Michael Rosenzweig, MD
Much like multiple myeloma, the treatment landscape of immunoglobulin light chain (AL) amyloidosis is rapidly expanding with novel systemic therapies, says Michael Rosenzweig, MD.
Daratumumab (Darzalex) has been shown to induce deep and rapid hematologic responses in pretreated patients with AL amyloidosis. Results from a prospective phase II study showed that the hematologic complete response rate was 17% in 24 evaluable patients. Additionally, 29% of patients experienced a very good partial response, and 17% achieved a partial response. The overall response rate for daratumumab in this population was 63%.
Early data for the novel anti-amyloid fibril therapy, 11-1F4, also known as CAEL-101, have suggested preliminary signals of efficacy as well, said Rosenzweig.
In addition to daratumumab and other novel agents, Rosenzweig says that the well-known antibiotic doxycycline is showing promise in patients with amyloidosis. Doxycycline has been successful in stabilizing light chains and preventing further organ involvement in clinical trials of patients with amyloidosis.
In an interview during the 2018 OncLive®
State of the Science Summit™ on Multiple Myeloma and Myeloproliferative Neoplasms, Rosenzweig, assistant professor in the Department of Hematology and Hematopoietic Cell Transplantation, City of Hope, discussed these emerging treatment options for patients with AL amyloidosis.
OncLive: Can you provide an overview of your lecture on new agents in AL amyloidosis?

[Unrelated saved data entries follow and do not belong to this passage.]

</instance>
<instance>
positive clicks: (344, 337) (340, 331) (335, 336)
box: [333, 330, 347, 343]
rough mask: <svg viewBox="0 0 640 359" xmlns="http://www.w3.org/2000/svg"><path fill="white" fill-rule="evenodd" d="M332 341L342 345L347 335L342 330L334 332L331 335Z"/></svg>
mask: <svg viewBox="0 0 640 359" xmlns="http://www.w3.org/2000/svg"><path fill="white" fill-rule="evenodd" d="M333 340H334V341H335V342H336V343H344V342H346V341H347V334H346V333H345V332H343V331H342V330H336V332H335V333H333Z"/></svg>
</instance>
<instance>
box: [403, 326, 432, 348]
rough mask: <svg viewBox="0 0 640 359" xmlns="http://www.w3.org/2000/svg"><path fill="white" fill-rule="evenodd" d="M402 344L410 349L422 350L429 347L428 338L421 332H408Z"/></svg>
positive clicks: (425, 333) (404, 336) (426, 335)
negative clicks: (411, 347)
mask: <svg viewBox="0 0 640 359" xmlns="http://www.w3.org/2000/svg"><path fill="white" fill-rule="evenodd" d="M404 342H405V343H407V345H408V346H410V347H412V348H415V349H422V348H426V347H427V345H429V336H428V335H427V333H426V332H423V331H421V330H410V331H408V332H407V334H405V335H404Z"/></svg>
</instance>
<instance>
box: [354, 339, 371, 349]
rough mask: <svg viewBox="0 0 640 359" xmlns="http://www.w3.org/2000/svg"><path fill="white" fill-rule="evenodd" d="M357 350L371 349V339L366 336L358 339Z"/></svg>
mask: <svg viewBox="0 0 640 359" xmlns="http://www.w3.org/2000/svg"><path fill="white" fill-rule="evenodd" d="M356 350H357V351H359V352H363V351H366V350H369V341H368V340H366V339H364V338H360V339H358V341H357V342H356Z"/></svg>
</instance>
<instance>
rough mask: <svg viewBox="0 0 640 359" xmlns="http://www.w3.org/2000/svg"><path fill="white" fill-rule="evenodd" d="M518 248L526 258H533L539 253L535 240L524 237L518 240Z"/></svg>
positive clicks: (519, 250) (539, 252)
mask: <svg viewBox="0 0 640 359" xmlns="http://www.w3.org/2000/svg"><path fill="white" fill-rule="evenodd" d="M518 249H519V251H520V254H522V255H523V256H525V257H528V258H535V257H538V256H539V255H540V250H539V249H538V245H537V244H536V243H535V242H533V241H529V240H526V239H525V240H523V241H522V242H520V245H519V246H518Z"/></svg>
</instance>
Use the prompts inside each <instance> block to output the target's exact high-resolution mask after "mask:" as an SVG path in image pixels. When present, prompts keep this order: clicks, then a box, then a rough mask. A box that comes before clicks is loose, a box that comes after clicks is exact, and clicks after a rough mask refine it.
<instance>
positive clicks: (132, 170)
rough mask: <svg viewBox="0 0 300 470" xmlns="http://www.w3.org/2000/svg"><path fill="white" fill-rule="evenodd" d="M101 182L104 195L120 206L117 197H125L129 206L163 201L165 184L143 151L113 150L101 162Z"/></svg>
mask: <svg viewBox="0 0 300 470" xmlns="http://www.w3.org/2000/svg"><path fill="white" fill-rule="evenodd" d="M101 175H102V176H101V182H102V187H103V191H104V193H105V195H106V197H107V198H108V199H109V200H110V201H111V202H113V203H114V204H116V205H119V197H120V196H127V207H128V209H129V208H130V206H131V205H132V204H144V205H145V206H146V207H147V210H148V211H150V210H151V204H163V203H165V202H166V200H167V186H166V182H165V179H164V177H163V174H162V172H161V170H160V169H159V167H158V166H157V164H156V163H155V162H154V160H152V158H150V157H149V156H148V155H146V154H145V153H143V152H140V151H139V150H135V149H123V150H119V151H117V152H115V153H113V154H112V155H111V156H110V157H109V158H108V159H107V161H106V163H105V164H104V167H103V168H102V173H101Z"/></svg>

The standard approach to treatment today targets the underlying small plasma cell clone that is responsible for the light chains that are producing amyloid and then depositing it in organs and tissues. The goal of treatment is to attack that plasma cell clone and eliminate it. New drugs and exciting developments that have happened recently go hand in hand with the progress that has been made for multiple myeloma. Daratumumab is an exciting new drug for relapsed myeloma moving up to the frontline setting. Likewise, for AL amyloidosis, it has been studied and found to be very effective.
In addition to the anti–plasma cell modalities that are new for treating AL amyloidosis, one of the most exciting new approaches is the treatment for the amyloid deposition that occurs in the organs and tissues. Up until recently, there was nothing at all to help patients once the amyloid had deposited in [these areas]. All we had was to attack the plasma cell clone and, over time, the organs could heal. They don't always heal, and if they did, it would take a long time. Now, there are the new approaches of using monoclonal antibodies to target amyloid depositing in the organs, which is very exciting.
There is another drug that was presented at the 2017 ASH Annual Meeting, called 11-1F4, which is also showing promise as an anti-amyloid therapy. The last drug that I discussed is a very old drug called doxycycline, which as we know is an antibiotic. Preclinical studies have shown that it has been effective at stabilizing the light chains and preventing further organ involvement.
How do patients generally tolerate the current standard of care?
Very well. The current standard of care, for those who are eligible, is autologous stem cell transplant. When not possible, we use a bortezomib (Velcade)-based regimen that is generally well tolerated. What is exciting is that daratumumab is very well tolerated, so that is making its way up into the frontline setting. We are doing a clinical trial there to explore daratumumab in combination with bortezomib-based regimens for AL amyloidosis. What we are learning about these monoclonal antibodies is that they are very well tolerated.
The organ involvement often makes these patients frailer than a typical patient with myeloma. Therefore, using these drugs with great caution is very important.
What is the clinical benefit of newer agents?
The clinical benefit is organ improvement for heart, kidney, and neuropathic symptoms. What we don't know is whether those benefits are going to be better than just the time of occurrence following hematologic response and control of the plasma cell disease, or if the drug offers benefit over placebo. [11-1F4] is earlier in development. There was a phase I trial that did show some clinical benefit, but the phase II studies still need to be [conducted].
Are there enough data to start using doxycycline in practice?
With doxycycline, yes. There are preclinical data, as well as some clinical studies that are very encouraging, and these are enough for us to start using it in clinical practice. What is nice about doxycycline is that the toxicity profile is so good that the benefits outweigh the risks.
Is there anything else to take note of in this landscape?
One area to emphasize is thinking about amyloidosis in the community. Patients do well with amyloidosis when it is diagnosed early and treatment is started early. We have exciting new treatments that can benefit patients by attacking the plasma cell clone early, but when organs get advanced involvement, patients are often not eligible for these therapies. The community [needs] to be aware of the disease, and being proactive about making the diagnosis is definitely an area to emphasize.
Roussel M, Stoppa AM, Perrot A, et al. A prospective phase II of daratumumab in previously-treated systemic light-chain (al) amyloidosis. In: Proceedings from the 59th ASH Annual Meeting and Exposition; December 9-12, 2017; Atlanta, Georgia. Abstract 508.